ChromeOS Kernel Race Condition Use-After-Free Vulnerability in virtio_vsock Component Allowing Privileged Code Execution

A race condition use-after-free vulnerability has been identified in the ChromeOS kernel version 5.4, specifically within the virtio_transport_space_update function. This vulnerability arises from concurrent allocation and deallocation of the virtio_vsock_sock structure during an AF_VSOCK connect syscall.
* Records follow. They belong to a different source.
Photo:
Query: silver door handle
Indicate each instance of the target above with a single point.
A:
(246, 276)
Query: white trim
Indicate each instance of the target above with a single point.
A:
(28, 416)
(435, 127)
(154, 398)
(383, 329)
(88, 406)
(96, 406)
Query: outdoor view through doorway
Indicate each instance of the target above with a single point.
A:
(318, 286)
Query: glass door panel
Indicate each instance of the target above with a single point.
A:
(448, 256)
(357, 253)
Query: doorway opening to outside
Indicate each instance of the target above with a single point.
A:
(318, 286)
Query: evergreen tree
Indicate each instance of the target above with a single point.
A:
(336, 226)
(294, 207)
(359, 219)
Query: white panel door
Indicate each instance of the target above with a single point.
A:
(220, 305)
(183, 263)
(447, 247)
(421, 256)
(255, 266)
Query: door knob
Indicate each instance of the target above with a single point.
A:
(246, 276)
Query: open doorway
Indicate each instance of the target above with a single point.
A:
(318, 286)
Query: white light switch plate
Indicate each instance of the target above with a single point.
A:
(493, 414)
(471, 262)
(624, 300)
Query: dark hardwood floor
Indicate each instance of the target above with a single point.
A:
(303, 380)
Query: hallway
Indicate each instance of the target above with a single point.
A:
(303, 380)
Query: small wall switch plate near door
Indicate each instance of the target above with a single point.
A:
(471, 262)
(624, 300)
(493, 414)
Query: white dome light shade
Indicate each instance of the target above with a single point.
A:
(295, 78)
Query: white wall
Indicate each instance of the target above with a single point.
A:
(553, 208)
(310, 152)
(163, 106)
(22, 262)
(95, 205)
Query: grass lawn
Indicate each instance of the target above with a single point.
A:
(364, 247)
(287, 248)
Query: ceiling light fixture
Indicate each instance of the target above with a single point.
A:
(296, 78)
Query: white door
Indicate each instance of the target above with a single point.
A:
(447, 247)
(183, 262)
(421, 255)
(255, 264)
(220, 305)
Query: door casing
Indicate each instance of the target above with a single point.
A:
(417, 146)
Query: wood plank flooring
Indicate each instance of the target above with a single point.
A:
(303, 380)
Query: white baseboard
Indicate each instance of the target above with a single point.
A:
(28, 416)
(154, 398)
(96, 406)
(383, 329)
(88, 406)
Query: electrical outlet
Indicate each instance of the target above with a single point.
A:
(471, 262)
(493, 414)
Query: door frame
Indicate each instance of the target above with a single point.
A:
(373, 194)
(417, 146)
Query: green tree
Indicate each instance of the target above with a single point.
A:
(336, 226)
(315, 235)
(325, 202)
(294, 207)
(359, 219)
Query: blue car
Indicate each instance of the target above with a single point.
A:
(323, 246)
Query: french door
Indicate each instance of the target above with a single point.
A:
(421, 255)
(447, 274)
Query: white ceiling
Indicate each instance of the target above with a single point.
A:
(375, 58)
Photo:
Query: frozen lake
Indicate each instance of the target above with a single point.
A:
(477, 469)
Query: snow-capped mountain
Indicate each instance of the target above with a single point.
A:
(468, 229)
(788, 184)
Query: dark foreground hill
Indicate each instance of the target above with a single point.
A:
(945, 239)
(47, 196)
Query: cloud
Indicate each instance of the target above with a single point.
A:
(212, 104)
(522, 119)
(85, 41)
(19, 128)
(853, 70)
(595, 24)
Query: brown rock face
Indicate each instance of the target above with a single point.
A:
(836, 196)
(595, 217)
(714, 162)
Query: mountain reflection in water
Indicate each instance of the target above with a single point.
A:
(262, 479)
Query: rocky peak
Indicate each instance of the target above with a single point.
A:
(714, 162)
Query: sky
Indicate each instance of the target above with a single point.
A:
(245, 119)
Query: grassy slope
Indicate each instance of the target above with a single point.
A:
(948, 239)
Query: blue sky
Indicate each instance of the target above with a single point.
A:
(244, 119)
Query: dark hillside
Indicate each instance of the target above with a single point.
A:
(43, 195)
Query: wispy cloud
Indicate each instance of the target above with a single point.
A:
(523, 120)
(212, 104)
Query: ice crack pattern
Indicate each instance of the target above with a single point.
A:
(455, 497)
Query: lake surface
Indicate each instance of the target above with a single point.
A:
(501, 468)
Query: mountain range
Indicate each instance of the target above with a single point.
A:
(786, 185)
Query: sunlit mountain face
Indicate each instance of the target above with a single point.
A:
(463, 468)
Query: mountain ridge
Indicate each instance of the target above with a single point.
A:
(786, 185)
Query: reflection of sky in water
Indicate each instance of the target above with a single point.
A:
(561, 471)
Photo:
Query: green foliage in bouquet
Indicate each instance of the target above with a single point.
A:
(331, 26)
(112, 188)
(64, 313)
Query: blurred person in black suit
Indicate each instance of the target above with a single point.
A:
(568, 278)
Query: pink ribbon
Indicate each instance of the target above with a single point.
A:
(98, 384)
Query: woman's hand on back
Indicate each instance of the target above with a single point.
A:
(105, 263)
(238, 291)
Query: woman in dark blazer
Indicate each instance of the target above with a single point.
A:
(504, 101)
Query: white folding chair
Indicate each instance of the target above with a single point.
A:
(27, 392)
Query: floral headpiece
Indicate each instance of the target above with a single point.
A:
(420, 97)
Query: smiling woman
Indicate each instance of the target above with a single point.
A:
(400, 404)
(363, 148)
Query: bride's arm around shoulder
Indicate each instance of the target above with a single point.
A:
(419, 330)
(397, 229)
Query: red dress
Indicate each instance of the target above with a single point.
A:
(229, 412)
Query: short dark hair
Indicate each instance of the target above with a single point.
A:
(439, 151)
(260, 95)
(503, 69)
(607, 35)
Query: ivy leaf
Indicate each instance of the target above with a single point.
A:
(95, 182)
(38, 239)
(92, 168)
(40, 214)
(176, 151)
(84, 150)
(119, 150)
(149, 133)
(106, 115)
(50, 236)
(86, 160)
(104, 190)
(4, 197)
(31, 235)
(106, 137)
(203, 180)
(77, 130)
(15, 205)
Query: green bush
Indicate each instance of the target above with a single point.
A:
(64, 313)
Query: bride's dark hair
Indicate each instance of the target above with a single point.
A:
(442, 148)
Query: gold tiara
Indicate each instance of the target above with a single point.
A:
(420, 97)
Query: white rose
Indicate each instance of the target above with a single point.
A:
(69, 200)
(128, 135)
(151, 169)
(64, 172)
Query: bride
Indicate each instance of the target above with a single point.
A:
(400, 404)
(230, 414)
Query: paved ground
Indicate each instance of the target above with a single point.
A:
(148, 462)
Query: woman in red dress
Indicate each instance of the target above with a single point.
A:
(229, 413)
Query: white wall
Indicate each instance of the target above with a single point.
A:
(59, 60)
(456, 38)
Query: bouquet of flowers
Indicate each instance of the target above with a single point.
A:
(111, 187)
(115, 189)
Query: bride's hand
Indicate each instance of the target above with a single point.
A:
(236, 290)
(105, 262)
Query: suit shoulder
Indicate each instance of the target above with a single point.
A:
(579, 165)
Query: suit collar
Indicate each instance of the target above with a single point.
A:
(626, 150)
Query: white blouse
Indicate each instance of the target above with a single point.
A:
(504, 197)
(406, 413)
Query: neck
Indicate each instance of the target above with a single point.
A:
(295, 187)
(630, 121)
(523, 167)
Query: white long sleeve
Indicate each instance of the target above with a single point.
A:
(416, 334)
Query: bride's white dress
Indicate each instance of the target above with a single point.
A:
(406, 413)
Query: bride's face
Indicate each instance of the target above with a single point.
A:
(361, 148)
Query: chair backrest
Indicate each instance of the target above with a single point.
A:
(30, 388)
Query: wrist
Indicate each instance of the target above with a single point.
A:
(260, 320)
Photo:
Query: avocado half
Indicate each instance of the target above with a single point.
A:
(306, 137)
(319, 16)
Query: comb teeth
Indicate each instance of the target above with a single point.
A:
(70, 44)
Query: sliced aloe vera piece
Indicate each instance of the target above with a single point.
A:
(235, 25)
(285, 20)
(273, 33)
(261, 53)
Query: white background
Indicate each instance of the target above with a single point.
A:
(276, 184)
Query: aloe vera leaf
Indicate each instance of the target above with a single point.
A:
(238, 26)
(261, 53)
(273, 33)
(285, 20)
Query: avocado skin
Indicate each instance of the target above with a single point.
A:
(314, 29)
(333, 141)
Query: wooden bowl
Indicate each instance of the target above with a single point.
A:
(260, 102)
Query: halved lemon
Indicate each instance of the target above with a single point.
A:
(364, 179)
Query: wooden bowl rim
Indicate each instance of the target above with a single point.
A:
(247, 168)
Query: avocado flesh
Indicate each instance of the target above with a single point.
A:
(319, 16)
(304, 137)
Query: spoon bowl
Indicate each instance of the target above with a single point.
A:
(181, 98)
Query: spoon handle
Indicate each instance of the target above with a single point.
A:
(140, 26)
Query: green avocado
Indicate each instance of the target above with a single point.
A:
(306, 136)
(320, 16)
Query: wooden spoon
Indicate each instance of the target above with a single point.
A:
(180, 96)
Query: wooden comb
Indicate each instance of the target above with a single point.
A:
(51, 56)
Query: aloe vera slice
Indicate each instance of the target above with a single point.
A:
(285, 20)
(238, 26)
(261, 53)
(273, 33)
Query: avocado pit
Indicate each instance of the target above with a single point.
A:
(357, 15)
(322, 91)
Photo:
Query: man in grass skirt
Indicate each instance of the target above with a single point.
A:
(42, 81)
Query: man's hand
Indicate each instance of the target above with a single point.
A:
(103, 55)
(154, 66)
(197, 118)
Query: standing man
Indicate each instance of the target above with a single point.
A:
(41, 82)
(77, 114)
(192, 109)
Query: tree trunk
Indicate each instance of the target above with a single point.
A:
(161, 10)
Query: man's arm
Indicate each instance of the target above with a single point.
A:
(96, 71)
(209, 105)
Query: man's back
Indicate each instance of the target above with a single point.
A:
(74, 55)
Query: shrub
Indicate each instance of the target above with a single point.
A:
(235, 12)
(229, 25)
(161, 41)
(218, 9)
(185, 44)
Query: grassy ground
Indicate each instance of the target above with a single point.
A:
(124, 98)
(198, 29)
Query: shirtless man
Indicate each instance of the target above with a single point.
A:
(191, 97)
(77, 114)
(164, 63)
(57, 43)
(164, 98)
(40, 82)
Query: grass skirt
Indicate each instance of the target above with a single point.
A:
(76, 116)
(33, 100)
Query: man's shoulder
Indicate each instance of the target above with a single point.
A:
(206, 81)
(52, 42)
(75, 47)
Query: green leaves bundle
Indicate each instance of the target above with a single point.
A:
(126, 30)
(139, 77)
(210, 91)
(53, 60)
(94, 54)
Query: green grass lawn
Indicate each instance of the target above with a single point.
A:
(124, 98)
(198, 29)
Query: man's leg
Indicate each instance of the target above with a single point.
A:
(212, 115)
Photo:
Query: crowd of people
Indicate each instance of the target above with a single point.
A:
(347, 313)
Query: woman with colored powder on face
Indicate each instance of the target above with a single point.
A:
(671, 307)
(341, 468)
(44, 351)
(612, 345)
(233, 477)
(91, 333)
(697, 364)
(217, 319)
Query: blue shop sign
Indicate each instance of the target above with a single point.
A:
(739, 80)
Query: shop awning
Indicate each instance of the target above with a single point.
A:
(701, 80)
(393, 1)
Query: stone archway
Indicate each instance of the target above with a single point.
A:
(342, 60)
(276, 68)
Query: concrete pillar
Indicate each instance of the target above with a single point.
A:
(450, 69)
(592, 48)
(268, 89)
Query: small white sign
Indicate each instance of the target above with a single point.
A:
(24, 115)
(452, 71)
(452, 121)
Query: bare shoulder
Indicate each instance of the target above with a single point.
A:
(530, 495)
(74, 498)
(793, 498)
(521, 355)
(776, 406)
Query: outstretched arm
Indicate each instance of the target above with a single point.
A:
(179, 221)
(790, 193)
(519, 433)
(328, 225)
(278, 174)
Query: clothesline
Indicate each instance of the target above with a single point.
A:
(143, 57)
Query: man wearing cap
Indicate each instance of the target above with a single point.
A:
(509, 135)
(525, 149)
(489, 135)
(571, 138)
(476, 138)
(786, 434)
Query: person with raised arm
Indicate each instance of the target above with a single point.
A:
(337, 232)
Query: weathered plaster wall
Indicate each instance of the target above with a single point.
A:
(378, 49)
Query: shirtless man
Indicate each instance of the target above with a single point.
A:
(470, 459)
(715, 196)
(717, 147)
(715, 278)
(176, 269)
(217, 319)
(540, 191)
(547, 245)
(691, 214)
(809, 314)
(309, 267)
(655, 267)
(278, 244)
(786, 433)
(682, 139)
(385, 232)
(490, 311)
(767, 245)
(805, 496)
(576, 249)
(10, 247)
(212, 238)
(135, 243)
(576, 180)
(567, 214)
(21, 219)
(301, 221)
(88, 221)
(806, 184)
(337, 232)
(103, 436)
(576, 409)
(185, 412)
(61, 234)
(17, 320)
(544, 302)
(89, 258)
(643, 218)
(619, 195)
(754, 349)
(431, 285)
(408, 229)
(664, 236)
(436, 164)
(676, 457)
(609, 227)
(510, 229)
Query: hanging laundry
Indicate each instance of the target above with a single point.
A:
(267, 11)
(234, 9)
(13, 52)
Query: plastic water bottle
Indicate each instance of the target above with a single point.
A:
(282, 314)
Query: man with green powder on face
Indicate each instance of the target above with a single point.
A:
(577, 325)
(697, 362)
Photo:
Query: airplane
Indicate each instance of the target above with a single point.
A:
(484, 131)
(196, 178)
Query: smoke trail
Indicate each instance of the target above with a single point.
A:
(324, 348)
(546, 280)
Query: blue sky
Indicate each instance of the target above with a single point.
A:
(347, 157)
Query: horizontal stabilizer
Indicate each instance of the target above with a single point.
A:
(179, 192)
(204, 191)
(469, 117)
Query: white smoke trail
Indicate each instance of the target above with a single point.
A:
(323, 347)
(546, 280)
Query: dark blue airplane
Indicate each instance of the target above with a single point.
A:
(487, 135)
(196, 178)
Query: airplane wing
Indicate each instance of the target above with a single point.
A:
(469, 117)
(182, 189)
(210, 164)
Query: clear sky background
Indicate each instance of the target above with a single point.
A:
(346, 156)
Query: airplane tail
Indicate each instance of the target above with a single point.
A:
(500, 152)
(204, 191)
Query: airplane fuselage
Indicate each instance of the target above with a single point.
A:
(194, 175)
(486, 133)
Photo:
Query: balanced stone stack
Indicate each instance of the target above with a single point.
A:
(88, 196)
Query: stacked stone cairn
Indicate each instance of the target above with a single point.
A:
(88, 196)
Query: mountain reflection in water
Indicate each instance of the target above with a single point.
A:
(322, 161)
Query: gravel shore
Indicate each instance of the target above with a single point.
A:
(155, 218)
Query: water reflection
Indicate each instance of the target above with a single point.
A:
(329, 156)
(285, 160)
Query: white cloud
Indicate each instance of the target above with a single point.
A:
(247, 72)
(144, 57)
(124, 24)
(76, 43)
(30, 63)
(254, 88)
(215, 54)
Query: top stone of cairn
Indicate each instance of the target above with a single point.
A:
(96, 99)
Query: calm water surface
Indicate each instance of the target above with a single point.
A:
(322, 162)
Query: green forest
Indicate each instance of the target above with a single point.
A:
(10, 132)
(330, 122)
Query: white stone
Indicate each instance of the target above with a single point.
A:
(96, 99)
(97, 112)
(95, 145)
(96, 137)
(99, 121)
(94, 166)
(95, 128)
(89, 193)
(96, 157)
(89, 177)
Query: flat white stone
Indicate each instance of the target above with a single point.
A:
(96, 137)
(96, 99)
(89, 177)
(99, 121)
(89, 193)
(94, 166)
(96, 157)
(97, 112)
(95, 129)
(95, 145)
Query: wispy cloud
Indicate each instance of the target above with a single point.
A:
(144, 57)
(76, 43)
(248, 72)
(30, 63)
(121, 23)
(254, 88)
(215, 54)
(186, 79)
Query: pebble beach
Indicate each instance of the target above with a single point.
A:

The timing of these operations can create a dangling pointer, potentially leading to unauthorized execution of kernel code.

Impact

Exploitation of this vulnerability allows for execution of arbitrary code in the kernel context, with the potential to escalate privileges.

Reproduction

The vulnerability can be reproduced by creating AF_VSOCK sockets and initiating a connection while injecting delays to manipulate the timing of operations. This can be done by patching the ChromeOS kernel to add delays in the virtio_transport_recv_pkt function, ensuring that the first connection times out while the corresponding packet processing is still ongoing. Once the race condition is established, the use-after-free can be triggered consistently, leading to a kernel crash.

Remediation

The vulnerability has been fixed in the ChromeOS kernel by backporting an upstream patch that addresses the race condition. Users should ensure they are running a version of ChromeOS that includes this fix.